Lorsque les récurrences sont sévères, des doses plus importantes paraissent nécessaires au cours des kératites profondes sévères et des kérato-uvéites. De même, il convient de ne pas attendre la troisième récurrence pour mettre en oeuvre le traitement. Cela laisse entendre que l'extension de l'AMM du valaciclovir mériterait d'être reprécisée, en termes de posologie et d'indications. Cette évolution constitue actuellement un enjeu en cours de discussion entre les spécialistes des infections virales et les autorités sanitaires.
L'AMM du valaciclovir précise que ce produit est indiqué dans la prévention des récidives d'infections oculaires à virus Herpes simplex en cas de chirurgie de l'oeil, à la dose de 500 mg/j. La date de mise en oeuvre de ce traitement est l'objet de discussions. Certains auteurs commencent le valaciclovir le jour de l'acte chirurgical, d'autres 8 jours plus tôt. De même, la durée de ce traitement est l'objet de discussion. En tout état de cause, il doit être poursuivi au moins jusqu'à l'arrêt de la corticothérapie postopératoire. La posologie peut également être discutée et doit être adaptée à la sévérité de l'atteinte virale.
Concernant le zona ophtalmique chez le sujet immunocompétent, les autorisations de mise sur le marché sont très strictes. Chez l'adulte, elles précisent que la prévention des complications oculaires du zona ophtalmique fait appel au valaciclovir à la dose de 3 g par jour ou à l'aciclovir à la dose de 4 g par jour pendant 7 jours. Elles ajoutent que le traitement doit être administré le plus tôt possible après le début de l'infection. Un tel traitement permet de diminuer le risque de complication oculaire de 50 %. Chez l'immunodéprimé, le traitement doit être administré par voie veineuse.
Concernant les atteintes intraoculaires, enfin, uvéites herpétiques et nécrose rétinienne virale, les posologies prévues par les autorisations de mise sur le marché sont très insuffisantes et le traitement doit être prolongé pendant plusieurs années. Malheureusement, peu de travaux portent sur ces indications.
Les antiviraux sont ainsi efficaces et bien tolérés dans la prévention des récurrences d'herpès oculaire. Les conditions de l'AMM sont toutefois très insuffisantes dans certains cas. L'extension des indications et des posologies sont actuellement en cours de discussion.

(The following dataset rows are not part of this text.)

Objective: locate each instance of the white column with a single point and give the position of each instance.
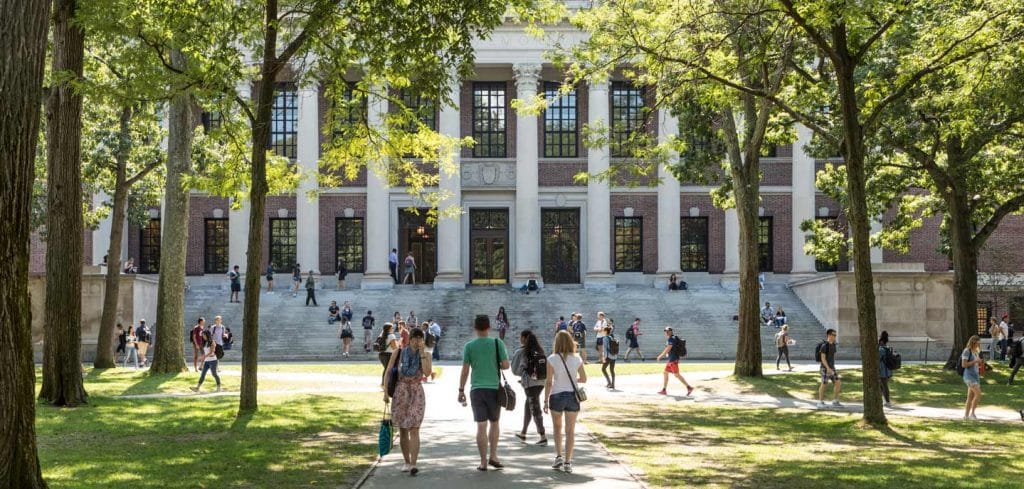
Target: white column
(731, 241)
(598, 198)
(306, 207)
(377, 275)
(803, 199)
(668, 206)
(450, 273)
(527, 208)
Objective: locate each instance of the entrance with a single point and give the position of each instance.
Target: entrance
(560, 246)
(416, 235)
(488, 237)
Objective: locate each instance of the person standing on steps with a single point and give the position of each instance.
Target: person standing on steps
(209, 361)
(970, 359)
(392, 264)
(530, 364)
(410, 401)
(368, 330)
(310, 290)
(885, 373)
(502, 321)
(825, 353)
(235, 277)
(633, 337)
(675, 350)
(565, 372)
(484, 357)
(782, 343)
(410, 266)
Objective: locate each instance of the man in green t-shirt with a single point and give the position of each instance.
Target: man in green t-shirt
(482, 356)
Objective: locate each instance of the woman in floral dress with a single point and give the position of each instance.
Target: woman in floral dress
(410, 402)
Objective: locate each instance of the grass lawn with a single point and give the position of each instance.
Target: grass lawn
(922, 385)
(692, 445)
(293, 441)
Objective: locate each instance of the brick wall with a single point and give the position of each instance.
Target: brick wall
(331, 208)
(716, 227)
(200, 209)
(645, 206)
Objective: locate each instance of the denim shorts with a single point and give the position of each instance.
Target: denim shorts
(564, 401)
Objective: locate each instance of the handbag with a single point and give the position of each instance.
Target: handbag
(506, 396)
(580, 392)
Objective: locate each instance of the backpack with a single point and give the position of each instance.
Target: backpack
(679, 347)
(537, 366)
(612, 345)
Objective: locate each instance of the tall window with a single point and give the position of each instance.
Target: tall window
(285, 121)
(488, 120)
(348, 243)
(561, 130)
(148, 260)
(215, 246)
(693, 243)
(283, 243)
(627, 116)
(765, 243)
(629, 243)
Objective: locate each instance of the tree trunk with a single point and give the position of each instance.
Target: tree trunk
(257, 196)
(860, 229)
(169, 356)
(62, 327)
(965, 257)
(112, 283)
(23, 50)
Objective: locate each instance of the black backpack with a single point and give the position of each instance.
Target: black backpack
(537, 365)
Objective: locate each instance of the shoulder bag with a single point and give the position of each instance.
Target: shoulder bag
(580, 392)
(506, 396)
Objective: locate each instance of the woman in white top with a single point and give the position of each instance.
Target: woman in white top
(565, 372)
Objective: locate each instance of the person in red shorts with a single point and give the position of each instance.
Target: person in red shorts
(672, 351)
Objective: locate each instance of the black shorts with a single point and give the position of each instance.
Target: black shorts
(484, 402)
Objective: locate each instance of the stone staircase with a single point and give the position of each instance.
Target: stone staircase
(702, 315)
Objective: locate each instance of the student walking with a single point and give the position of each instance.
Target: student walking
(483, 357)
(236, 277)
(561, 397)
(970, 361)
(633, 337)
(610, 354)
(782, 343)
(885, 373)
(410, 265)
(209, 361)
(530, 364)
(825, 354)
(502, 321)
(675, 350)
(410, 401)
(310, 290)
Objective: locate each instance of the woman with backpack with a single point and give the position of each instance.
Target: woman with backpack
(529, 363)
(610, 345)
(782, 343)
(970, 361)
(885, 373)
(409, 401)
(209, 361)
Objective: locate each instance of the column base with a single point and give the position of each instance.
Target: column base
(599, 281)
(450, 280)
(377, 281)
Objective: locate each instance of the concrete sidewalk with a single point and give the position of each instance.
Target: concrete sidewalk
(449, 456)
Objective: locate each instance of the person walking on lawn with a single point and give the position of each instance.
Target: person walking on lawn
(825, 353)
(674, 352)
(529, 363)
(565, 372)
(483, 357)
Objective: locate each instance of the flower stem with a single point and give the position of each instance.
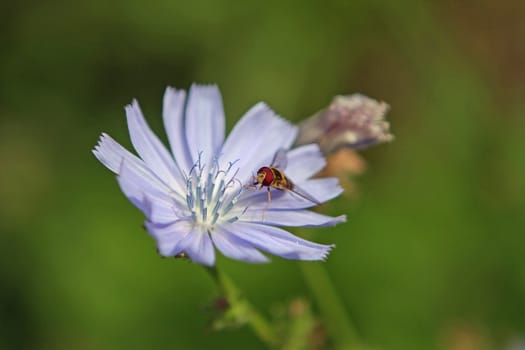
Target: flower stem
(241, 310)
(332, 308)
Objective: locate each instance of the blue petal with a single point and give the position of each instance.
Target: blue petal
(277, 241)
(168, 236)
(290, 217)
(198, 246)
(163, 211)
(255, 139)
(151, 150)
(136, 186)
(236, 248)
(204, 122)
(304, 162)
(173, 116)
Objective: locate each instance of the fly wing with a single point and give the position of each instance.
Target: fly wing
(280, 160)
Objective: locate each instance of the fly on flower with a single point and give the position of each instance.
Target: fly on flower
(191, 194)
(273, 177)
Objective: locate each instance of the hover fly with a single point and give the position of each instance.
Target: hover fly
(273, 177)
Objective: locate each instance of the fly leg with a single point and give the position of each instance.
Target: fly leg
(268, 203)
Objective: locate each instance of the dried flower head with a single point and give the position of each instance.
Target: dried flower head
(355, 121)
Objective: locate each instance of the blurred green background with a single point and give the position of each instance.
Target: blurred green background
(432, 256)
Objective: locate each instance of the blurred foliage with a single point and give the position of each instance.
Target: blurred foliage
(432, 254)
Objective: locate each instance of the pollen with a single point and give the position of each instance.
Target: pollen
(212, 192)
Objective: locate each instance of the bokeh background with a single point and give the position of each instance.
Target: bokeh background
(432, 256)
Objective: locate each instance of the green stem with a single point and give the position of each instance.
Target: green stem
(241, 309)
(332, 308)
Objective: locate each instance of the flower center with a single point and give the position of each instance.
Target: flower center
(212, 193)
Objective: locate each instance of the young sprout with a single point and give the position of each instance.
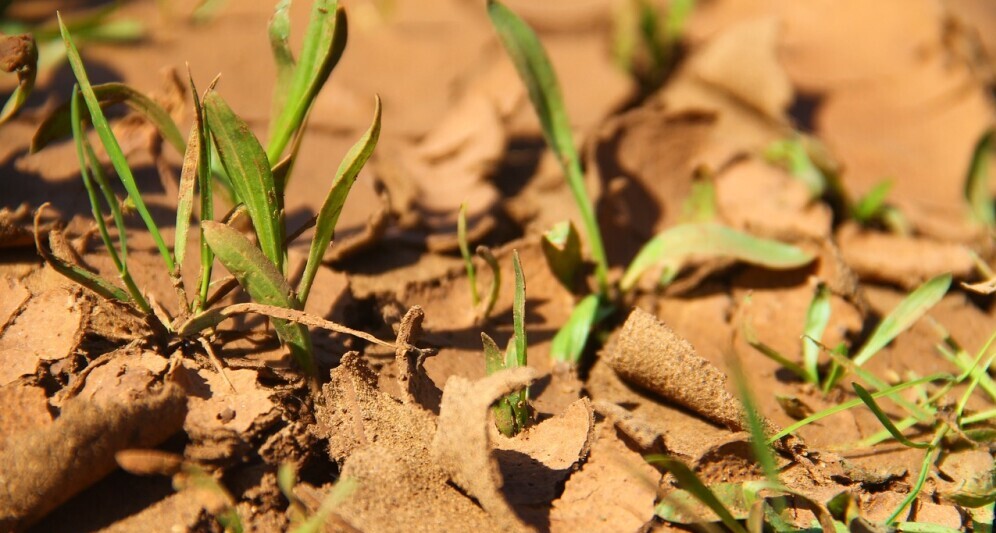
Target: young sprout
(531, 61)
(511, 412)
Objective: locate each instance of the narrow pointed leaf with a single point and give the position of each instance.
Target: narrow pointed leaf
(530, 60)
(977, 184)
(328, 216)
(712, 240)
(56, 125)
(264, 283)
(817, 318)
(883, 418)
(562, 249)
(570, 340)
(904, 315)
(279, 31)
(247, 167)
(112, 147)
(324, 42)
(691, 483)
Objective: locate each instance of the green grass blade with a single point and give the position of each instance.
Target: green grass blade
(247, 167)
(569, 342)
(691, 483)
(264, 283)
(977, 183)
(850, 404)
(204, 185)
(903, 316)
(792, 155)
(917, 487)
(562, 250)
(817, 318)
(712, 240)
(884, 419)
(870, 206)
(494, 361)
(113, 148)
(531, 61)
(324, 42)
(328, 216)
(468, 261)
(519, 311)
(279, 31)
(120, 261)
(26, 68)
(56, 125)
(83, 277)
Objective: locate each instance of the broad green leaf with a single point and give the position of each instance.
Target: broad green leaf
(25, 65)
(530, 60)
(279, 31)
(468, 261)
(884, 418)
(975, 492)
(817, 318)
(977, 183)
(56, 124)
(570, 340)
(328, 216)
(264, 283)
(112, 147)
(247, 167)
(324, 42)
(903, 316)
(850, 404)
(562, 249)
(679, 243)
(870, 205)
(692, 485)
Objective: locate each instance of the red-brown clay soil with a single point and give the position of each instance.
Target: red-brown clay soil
(898, 89)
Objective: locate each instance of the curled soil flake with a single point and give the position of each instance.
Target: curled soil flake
(615, 490)
(356, 415)
(462, 446)
(648, 354)
(534, 463)
(905, 261)
(49, 328)
(43, 468)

D'après un entretien avec le Pr Bahram Bodaghi (service d'ophtalmologie, groupe hospitalier Pitié-Salpêtrière, Paris).
(1) Labetoulle M et coll. Incidence of herpes simplex virus keratitis in France. Ophthalmology 2005;112 (5):888-95.

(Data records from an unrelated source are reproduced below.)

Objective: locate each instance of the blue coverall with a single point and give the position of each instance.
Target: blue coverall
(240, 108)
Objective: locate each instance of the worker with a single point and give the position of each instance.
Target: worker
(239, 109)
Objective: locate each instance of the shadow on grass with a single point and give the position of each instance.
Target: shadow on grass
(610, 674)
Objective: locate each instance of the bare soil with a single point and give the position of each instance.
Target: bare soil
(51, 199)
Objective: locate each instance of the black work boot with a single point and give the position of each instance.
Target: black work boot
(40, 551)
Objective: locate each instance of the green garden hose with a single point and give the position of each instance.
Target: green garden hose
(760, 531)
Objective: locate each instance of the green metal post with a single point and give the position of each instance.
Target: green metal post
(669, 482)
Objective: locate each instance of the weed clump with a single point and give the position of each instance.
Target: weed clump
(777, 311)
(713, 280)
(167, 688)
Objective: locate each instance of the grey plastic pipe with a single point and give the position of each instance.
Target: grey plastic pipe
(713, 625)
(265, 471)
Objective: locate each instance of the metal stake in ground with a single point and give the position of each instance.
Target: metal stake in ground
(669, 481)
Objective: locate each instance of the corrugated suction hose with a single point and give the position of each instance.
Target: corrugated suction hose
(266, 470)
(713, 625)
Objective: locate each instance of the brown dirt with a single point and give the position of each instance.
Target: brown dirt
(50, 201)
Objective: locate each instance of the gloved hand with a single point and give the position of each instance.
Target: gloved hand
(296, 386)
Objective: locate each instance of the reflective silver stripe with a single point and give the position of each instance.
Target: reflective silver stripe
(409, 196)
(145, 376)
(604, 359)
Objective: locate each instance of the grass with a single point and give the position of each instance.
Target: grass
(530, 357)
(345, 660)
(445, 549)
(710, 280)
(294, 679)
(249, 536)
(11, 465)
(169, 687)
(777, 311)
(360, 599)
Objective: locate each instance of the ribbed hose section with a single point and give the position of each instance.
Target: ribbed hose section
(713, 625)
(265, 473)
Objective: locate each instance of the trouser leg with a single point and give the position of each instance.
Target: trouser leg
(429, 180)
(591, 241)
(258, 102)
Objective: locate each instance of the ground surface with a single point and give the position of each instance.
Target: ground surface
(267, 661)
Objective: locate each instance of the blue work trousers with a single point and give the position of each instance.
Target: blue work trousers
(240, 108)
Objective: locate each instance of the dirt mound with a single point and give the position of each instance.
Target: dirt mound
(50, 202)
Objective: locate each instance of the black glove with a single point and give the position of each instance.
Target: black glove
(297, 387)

(2) The Herpetic Eyes Studies Group. Acyclovir for the prevention of recurrent herpes simplex virus eye disease. Herpetic Eye Disease Study Group. N Engl J Med 1998 ; 339 (5) : 300-6.
(3) Miserocchi E et coll. Efficacy of valacyclovir vs acyclovir for the prevention of recurrent herpes simplex virus eye disease : a pilot study. Am J Ophthalmol 2007 ; 144 (4) : 547-51.